I’m frankly uncomfortable with “faith healers.” When I was ten years old, our family vacationed in Quebec. We visited St. Anne DeBeaupre, and watched a long line of people waiting to enter the church, hoping to be cured of various ills. I gazed, somewhat scornfully, at thousands of framed coins which had passed harmlessly through the digestive tracts of an equal number of people, with the escapes from death attributed to St. Anne. I had a harder time accounting for displays of crutches left behind, but even then, I wasn’t buying that modern-day miracle stuff.
Now, I’m way past ten years old, my faith in a God who can heal is secure, but I still wonder about the veracity of a number of claims associated with relics.
Throughout Christian history, items which belonged to, or were associated with “saints,” have been venerated. The official definition of “venerated,” is that the relics are valued because they cause us to better “adore him whose martyrs they are” (Saint Jerome).
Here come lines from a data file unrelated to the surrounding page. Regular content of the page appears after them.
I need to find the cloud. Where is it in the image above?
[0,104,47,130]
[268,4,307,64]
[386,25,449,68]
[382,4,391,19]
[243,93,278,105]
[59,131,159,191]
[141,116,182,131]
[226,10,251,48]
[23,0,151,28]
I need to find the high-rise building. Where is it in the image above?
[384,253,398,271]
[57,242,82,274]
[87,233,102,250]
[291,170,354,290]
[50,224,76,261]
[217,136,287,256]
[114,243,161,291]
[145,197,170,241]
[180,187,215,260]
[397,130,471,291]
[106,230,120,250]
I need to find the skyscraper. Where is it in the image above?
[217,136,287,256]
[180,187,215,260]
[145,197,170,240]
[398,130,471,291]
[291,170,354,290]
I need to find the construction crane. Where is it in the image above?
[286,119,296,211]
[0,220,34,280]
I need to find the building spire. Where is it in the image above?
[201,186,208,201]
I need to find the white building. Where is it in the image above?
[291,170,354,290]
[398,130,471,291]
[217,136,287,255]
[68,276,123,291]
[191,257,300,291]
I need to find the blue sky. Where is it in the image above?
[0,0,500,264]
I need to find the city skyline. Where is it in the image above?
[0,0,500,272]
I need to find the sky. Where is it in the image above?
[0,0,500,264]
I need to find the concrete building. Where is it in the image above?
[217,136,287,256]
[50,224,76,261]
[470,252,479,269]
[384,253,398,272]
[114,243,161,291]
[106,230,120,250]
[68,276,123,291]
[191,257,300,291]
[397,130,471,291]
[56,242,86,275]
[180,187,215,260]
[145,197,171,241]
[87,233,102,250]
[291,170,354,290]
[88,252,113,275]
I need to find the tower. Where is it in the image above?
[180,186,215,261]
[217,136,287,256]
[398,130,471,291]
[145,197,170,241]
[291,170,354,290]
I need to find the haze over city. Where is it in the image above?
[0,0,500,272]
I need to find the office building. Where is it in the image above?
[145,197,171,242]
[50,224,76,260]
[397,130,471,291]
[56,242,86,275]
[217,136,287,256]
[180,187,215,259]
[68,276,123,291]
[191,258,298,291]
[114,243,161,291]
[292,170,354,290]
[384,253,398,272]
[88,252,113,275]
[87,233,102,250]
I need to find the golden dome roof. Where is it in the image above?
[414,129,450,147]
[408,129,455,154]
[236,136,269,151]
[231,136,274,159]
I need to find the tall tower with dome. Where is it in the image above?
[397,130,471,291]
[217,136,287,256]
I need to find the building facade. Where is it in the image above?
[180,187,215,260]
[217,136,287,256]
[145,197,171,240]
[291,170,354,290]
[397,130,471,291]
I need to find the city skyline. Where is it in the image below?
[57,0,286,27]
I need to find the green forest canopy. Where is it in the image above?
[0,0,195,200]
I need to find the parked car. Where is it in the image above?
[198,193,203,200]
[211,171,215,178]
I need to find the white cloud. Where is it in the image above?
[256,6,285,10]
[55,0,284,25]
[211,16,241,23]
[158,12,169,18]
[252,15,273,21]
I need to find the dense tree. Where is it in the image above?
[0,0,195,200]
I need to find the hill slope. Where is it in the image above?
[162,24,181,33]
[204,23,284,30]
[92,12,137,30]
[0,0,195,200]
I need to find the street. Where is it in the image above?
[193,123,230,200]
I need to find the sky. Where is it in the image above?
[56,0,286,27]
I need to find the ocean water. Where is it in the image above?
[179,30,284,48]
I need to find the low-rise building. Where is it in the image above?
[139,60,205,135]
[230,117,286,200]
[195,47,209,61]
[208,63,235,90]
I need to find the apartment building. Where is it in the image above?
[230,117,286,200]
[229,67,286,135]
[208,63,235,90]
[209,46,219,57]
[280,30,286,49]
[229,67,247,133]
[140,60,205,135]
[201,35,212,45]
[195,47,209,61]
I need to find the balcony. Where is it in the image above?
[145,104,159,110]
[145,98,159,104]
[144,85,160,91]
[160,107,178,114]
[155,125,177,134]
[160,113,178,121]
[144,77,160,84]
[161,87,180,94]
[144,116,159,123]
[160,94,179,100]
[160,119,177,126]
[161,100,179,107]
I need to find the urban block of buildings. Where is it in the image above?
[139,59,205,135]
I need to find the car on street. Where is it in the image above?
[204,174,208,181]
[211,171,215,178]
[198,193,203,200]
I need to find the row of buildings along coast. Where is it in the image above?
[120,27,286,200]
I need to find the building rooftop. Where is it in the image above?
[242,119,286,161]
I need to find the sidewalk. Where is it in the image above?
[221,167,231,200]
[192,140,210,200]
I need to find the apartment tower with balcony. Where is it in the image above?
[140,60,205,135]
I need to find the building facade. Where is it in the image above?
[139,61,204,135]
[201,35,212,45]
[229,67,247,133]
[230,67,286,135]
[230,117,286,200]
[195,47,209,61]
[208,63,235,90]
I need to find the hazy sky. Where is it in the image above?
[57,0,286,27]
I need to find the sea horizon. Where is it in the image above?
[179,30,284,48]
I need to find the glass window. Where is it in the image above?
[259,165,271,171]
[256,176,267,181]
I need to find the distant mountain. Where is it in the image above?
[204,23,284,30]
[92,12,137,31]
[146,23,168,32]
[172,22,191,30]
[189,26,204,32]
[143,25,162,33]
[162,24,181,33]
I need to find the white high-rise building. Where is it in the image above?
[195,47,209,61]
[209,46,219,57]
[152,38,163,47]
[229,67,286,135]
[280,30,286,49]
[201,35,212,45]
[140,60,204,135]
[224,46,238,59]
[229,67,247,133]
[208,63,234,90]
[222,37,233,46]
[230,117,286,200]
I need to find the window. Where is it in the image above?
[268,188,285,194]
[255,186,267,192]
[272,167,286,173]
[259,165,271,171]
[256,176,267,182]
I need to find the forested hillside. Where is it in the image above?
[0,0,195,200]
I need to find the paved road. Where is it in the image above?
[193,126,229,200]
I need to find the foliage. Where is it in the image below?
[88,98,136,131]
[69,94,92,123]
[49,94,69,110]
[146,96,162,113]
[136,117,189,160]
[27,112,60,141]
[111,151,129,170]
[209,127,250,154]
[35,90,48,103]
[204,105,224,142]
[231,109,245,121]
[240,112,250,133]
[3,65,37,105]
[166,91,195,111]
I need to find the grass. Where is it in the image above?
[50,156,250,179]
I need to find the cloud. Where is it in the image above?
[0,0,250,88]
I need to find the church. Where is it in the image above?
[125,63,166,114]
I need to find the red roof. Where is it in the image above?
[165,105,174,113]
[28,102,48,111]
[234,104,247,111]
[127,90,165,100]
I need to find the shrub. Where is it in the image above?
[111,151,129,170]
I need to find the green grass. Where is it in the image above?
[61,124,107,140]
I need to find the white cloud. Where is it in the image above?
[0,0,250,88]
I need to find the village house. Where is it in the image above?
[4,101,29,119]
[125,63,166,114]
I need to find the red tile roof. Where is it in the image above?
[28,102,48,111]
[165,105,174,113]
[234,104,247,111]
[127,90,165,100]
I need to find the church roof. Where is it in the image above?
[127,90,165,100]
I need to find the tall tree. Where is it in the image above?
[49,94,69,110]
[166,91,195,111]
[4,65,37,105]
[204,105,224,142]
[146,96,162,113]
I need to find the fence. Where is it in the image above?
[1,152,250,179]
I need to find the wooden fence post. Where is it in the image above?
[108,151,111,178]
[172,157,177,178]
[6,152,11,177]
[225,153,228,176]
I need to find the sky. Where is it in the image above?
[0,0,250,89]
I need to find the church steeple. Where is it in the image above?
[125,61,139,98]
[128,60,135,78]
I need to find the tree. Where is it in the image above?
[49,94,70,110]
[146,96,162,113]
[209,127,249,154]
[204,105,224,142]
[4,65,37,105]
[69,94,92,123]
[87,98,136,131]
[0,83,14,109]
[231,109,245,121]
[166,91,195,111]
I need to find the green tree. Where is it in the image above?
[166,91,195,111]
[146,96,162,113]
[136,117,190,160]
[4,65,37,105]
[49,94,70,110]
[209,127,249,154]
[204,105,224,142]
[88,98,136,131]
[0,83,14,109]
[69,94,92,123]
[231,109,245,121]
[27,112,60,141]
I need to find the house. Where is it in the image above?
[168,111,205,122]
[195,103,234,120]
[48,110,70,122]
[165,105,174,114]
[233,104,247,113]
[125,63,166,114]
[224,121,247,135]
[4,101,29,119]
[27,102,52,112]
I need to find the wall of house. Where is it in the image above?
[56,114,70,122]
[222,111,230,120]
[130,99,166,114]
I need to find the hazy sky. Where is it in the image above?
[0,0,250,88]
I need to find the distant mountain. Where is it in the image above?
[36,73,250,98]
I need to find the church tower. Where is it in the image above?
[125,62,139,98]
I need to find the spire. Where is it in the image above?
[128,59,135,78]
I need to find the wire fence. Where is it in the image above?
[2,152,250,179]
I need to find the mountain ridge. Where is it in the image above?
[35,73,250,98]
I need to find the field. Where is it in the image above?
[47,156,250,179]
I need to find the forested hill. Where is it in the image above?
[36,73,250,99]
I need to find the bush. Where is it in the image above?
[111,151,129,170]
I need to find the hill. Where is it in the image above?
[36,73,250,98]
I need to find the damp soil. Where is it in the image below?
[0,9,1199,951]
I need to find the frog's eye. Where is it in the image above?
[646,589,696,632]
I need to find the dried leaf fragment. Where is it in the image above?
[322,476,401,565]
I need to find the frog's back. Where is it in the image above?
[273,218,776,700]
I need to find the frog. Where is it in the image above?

It’s become something of a joke... if all the purported pieces of the cross of Christ were assembled, they would make plenty of crosses. In the 16th century, Erasmus wrote: “There was so much wood from the cross, Christ must have been crucified on a whole forest.”
But, when you put the silliness of humans aside, in their intense desires to experience something better, or even something thrilling, what’s left?
Surprisingly, what’s left are several Scriptural references to miracles associated with relics.
The best known is certainly the instance when the unclean woman touched Jesus robe and was healed. Despite the fact that Jesus was in a crowd, surrounded by people who were probably touching him, he recognized that power had gone out from him, to accomplish this healing. Jesus did, in reality, make his clothing holy! OK, that’s Jesus... he’s a special case, right? And he was wearing the garment when the miracle happened.
Try this one... In Acts 19, this sentence just seems to be eased in “under the radar.” OK, not really, but Baptists (as I was raised) don’t tend to read it out loud. “God did extraordinary miracles through Paul, so that even handkerchiefs and aprons that had touched him were taken to the sick, and their illnesses were cured and the evil spirits left them.” Not too many fanciful ways to interpret that one and explain it away.
There is also a striking report in the Old Testament. The prophet Elisha (one of the greatest of the prophets) had died and was buried. While some Israelites were burying another man, Moabite raiders attacked. They wanted to get out of there, fast! So they threw the body into Elisha’s grave. When his body touched Elisha’s bones he came to life! Really? That's astonishing, but there it is, in the Bible.
Bones, aprons, napkins, fragments of the cross? Where do we draw the line? Should we be making any of these decisions as to what is a “true relic?” I have no idea, but any true miracle is sure to come from the power of God alone.